Assessing the Real-World Clinical and Economic Outcomes of Emerging Innovative Technologies in Oncology: The Cases of Biosimilars and CAR T-cells
Lead Investigator(s): Kelvin Chan, Scott Gavura, Wanrudee Isaranuwatchai
Lead Institution: Sunnybrook Research Institute
Co-Investigators: Jaclyn Beca, Wei Fang Dai, Jessica Arias, Lisa Milgram, Elaine Meertens, Arthur Manzon, Sherrie Hertz, Sean Hopkins, Tom Kouroukis, Chris Bredeson, William Wai Lun Wong, Petros Pechlivanoglou, Pierre Villeneuve, Sumit Gupta, Alexandra Chambers, Christine Chen, Lee Mozessohn, Danielle Rodin, David Hodgson, Sang Mi Lee
ARCC Program Area(s): Health Technology Assessment
Main Funder/Other Partners: Ontario Institute for Cancer Research, BioCanRx
ARCC Contribution: In-Kind (research support)
Funding Term: 2019-2021
See a project summary at https://biocanrx.com/csei-chan
New cancer therapies on the horizon provide great promise to cancer patients, however, these new technologies are often very expensive and resource intensive in a health system already strained. Two examples of these new therapies include biosimilars and Chimeric Antigen Receptor T-cell (CAR T-cell) therapy. Biosimilars are biologic medical products that are equivalent, though not identical, to original biologics that are manufactured by different companies when original biologic patents expire. Biologics are often very expensive, with biosimilars promising substantial cost-savings once available. Bevacizumab (trade name Avastin), is a biologic used to treat several types of cancer including advanced colorectal cancer, and biosimilar bevacizumab was approved by Health Canada in mid-2018 with availability expected in early 2019. CAR T-cell therapy is a personalized therapy where a person’s own T-cells are harvested, modified to specifically target cancer cells, and readministered to the person where they bind to and kill cancer cells. While extremely promising for both pediatric leukemia and adult lymphoma populations in terms of efficacy, CAR T-cell therapy is very costly, and has significant toxicity and related resource needs associated with it.

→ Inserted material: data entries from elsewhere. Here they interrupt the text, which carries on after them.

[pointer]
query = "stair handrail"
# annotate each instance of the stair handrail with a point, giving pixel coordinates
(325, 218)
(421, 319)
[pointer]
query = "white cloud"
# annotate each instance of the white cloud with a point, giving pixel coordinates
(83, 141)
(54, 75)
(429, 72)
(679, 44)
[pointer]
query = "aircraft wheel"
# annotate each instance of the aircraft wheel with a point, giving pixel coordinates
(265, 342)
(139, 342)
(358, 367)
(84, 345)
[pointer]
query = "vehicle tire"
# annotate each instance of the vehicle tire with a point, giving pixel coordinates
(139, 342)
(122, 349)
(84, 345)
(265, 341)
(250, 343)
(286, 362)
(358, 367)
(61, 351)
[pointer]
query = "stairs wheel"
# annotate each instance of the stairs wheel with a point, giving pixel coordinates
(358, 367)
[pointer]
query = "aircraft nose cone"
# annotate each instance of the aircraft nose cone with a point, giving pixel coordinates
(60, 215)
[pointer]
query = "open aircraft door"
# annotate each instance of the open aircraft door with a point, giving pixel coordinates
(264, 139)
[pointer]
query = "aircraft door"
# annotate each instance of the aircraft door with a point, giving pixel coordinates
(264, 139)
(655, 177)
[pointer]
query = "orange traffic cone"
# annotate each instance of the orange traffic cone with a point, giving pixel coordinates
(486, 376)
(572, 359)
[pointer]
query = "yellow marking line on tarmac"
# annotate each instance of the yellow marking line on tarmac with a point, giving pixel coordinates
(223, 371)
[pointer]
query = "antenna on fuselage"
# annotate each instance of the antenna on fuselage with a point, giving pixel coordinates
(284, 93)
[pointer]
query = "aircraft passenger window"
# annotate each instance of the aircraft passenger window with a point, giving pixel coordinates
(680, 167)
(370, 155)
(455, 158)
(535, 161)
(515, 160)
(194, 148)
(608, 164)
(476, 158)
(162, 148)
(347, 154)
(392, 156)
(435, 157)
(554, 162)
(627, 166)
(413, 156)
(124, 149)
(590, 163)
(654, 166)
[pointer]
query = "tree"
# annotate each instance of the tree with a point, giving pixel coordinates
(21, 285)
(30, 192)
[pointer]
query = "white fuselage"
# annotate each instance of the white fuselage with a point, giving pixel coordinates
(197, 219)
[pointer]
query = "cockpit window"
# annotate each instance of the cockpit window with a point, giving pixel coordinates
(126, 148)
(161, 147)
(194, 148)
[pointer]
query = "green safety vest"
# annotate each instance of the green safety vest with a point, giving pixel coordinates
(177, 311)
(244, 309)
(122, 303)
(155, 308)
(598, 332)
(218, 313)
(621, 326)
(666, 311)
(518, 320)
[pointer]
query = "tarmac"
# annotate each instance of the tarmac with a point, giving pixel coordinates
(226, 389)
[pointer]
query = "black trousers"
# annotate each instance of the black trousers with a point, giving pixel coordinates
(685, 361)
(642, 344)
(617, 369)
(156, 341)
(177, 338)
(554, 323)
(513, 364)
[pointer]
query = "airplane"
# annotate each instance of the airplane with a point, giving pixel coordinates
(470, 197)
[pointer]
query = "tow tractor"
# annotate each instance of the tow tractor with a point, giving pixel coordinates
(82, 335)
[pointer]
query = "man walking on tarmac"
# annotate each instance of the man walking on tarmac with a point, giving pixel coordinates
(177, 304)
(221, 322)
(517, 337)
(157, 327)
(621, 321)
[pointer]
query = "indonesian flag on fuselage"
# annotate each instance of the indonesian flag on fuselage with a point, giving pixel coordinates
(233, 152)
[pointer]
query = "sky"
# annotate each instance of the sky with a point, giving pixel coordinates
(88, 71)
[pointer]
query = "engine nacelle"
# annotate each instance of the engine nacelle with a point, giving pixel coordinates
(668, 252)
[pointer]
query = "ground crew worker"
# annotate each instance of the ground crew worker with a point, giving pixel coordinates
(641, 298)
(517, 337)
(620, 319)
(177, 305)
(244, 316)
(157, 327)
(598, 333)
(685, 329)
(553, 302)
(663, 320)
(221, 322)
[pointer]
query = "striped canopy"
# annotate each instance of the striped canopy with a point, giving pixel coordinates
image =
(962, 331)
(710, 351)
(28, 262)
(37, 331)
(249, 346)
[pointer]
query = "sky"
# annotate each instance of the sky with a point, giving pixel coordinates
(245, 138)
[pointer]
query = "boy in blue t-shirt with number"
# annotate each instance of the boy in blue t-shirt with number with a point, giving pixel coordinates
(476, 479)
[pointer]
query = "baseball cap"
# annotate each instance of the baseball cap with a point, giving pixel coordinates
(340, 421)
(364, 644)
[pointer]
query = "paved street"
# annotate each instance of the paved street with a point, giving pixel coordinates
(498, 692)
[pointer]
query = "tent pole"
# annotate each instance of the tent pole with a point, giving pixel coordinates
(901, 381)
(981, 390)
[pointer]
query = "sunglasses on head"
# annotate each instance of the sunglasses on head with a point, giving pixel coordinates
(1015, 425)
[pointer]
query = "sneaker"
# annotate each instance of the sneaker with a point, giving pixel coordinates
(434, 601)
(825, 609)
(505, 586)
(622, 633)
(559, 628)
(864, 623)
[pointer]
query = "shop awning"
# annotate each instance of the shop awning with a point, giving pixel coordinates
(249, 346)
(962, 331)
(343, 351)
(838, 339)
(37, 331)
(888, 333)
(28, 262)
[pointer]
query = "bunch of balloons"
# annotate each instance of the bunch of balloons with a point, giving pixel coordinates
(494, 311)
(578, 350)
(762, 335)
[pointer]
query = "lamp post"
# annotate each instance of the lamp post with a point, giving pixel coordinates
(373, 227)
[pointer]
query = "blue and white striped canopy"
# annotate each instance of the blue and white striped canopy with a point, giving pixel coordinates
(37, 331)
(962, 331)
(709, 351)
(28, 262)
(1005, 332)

CAR T-cell therapy has been approved by Health Canada in both populations, and a funding recommendation from CADTH is expected in early 2019. Understanding the real-world uptake, budget impact, effectiveness, safety, and cost-effectiveness of these new technologies is critical for system planning, resource allocation, and especially, ensuring the best patient care possible. We will conduct real-world evaluations of biosimilar bevacizumab and CAR T-cell therapy, evaluating uptake, health outcomes, and economic impacts in the Ontario landscape. The evidence generated by these valuations can then be used to make informed decisions regarding the real-world impact of these new technologies, and to help develop proper policies and guidelines to ensure the best evidence-based care for people with cancer.